More profound analysis of semantic expression, differentiation of developmental distinctness extent of particular works and social-critical classification of whole trend must stay apart for this moment. It can be mentioned only generally that we still have been observing crisis situation in the relation of art to society, when art, being ousted nearly towards triviality of decorative or ideological fetish, being placed at the very periphery of society, accepts in the end this situation, walks out of commercial “world of art”. This once it is followed also by an audience.
Written in 1987.
(1)At first there had to be concluded a contract between theorist of art Dr. M. Judlová, representing artists, and cooperative farm Druzba Mutejovice about the fact that co-op farm will lend gratis a hop-field near Mutìjovice, further that it will provide artists with accommodation in a hostel for hop-pickers and that artists will duly care for the consigned co-op property.

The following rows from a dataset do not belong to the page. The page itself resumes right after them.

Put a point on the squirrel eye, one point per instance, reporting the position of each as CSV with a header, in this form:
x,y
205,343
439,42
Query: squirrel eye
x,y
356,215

There also exists a written permission by the local authority in Mutìjovice of all project and written statement by a cultural department of the district authority in Rakovník saying that they have no objections to the art symposium and that they agree with the exhibiting of works in exterior. Still on 6th October 1983 a district newspaper in Rakovník The Rozvoj in a brief announcement invite, so that people would come to see, as “ the deserted hop-field has changed into a work of art”. But a letter by the district authority in Rakovník from 4th October 1983 however already calls on removal of the created works on the hop-field in Mutìjovice saying that: “The exhibits lost their intended meaning by force of weather influences and for the reason that the hop-field will be cultivated by local cooperative farm.” Originally the symposium had been permitted for period from 15th September to 16th October 1983.
(2)Its realization demanded 24 months - Christo needed permission for going through 59 ranches, he had to get through 18 public sessions and 3 sessions of the Supreme Court of the state of California.